Related: Working smarter not harder (benefits and strategies)

3. Thorough training courses

Ensure training courses in the company are as thorough as they can be. Financial procedures come in a wide range of forms, so engaging your members of staff in training in as much detail as possible is an important part of the training process. Prepare your members of staff for all eventualities with a comprehensive training plan covering all the worst-case scenario financial procedures. Ensuring a team is adequately prepared for emergencies is well worth the increased time spent on training.

Training such as this occurs in a range of different manners. If your staff has a significant level of expertise already, internal training is a good way to focus on transferring present knowledge from senior members of staff to new recruits. If the overall level of knowledge in the company you work for requires a shift, getting an external professional in for training your team is essential. This is because they have training in the field and know which method is best to explain difficult concepts to professionals.

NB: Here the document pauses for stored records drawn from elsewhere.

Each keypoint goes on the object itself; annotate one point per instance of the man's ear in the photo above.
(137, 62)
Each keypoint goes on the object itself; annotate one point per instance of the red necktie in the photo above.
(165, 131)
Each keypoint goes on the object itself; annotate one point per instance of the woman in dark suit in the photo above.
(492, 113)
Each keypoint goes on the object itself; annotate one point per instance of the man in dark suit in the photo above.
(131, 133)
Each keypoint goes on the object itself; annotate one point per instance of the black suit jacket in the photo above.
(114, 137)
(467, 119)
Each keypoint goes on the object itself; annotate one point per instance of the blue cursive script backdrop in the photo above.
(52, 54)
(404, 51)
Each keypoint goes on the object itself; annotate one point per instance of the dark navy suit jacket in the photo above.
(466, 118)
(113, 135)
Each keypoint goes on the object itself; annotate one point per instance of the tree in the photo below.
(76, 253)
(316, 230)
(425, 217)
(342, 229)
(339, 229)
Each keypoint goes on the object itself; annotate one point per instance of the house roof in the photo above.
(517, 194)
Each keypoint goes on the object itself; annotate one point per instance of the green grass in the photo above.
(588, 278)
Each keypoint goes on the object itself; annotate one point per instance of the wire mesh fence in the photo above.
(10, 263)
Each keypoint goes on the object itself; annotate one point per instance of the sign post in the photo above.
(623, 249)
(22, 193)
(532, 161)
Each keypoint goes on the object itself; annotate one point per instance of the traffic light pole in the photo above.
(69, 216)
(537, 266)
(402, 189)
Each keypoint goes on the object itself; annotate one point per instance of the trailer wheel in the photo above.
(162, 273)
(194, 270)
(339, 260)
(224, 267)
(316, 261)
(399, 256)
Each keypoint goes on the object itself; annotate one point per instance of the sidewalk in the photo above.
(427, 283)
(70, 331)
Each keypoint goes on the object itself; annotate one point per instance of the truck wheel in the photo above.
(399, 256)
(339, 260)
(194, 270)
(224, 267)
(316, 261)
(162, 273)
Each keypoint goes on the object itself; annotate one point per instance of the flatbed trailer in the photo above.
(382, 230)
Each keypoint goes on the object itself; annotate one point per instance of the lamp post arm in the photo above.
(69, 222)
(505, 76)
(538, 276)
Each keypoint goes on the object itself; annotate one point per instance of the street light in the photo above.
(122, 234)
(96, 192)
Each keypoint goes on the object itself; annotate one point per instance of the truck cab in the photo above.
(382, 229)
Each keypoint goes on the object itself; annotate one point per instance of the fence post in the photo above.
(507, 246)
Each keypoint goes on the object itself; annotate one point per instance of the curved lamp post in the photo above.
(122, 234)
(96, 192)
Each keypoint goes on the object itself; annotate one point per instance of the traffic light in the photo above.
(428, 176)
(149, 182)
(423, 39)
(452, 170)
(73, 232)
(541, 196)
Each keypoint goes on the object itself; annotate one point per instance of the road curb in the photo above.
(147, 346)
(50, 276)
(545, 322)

Related: How to create an effective onboarding process

4. Implement software solutions

Automation and software are increasingly central to the function of modern companies as they help improve efficiency by removing the requirement to complete simple tasks. There are a wide variety of benefits for companies that implement software solutions to improve automation in financial procedures, which are:

  • Elimination of human error: People occasionally make mistakes, which is entirely natural and a common occurrence in any workplace. Finance software significantly reduces the potential of human error, preventing problems from occurring and keeping your work at a high standard.

  • Saving time: Employee's time is valuable in any company, especially when the employee is highly trained and has difficult tasks to carry out. Automation software takes on these tasks, freeing employees up for more challenging work.

  • Saving money: A subscription to financial processing software is a relatively affordable move for a business. Compared to hiring an hourly employee for the completion of the very same tasks, business finance software is an affordable option and makes fewer mistakes when well configured.

  • Improve reliability: By using automated software solutions for your financial procedures, you're less likely to lose any important and sensitive financial data. This is because automated software typically backs up all its data automatically to the cloud, which you can easily retrieve if there's an IT issue.